Am Mittwochabend aber saß er in Ingolstadt nun leibhaftig auf der Bank des FC St. Pauli: Ewald Lienen. Und was seine neue Mannschaft zeigte, gab trotz des 1:2 (0:1) beim souveränen Tabellenführer und Herbstmeister FCI Anlass zur Hoffnung. "Es war völlig klar, dass wir der Underdog sein würden und Ingolstadt der Topfavorit", sagte Lienen. "Was wir uns aber vorgenommen haben, war, einen Schritt in die richtige Richtung zu machen. Das ist uns gelungen."
In der Tat spielte St. Pauli, nun seit neun Spielen sieglos und Schlusslicht der Tabelle, zumindest defensiv etwas besser organisiert, auch wenn nach vorne lange nicht viel ging.
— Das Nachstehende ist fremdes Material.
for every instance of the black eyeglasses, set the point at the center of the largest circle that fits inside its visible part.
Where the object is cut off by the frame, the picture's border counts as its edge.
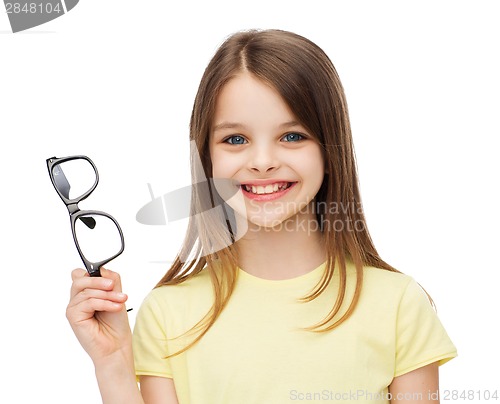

Er sei mit der Abwehrarbeit "sehr zufrieden", sagte Lienen, der zuletzt am 15. Mai 2011 in Deutschland auf einer Trainerbank gesessen hatte - während eines 1:1 von Arminia Bielefeld bei Alemannia Aachen.
Groß zerstört die Hoffnung
Dreieinhalb Jahre später bekam er die Stärken, aber auch die Defizite seiner neuen Mannschaft zu sehen und zu spüren. St. Pauli ließ recht wenig zu, leitete aber das Ingolstädter 1:0 durch Mathew Leckie (22.) mit einem Fehlpass (von Bernd Nehrig) selbst ein.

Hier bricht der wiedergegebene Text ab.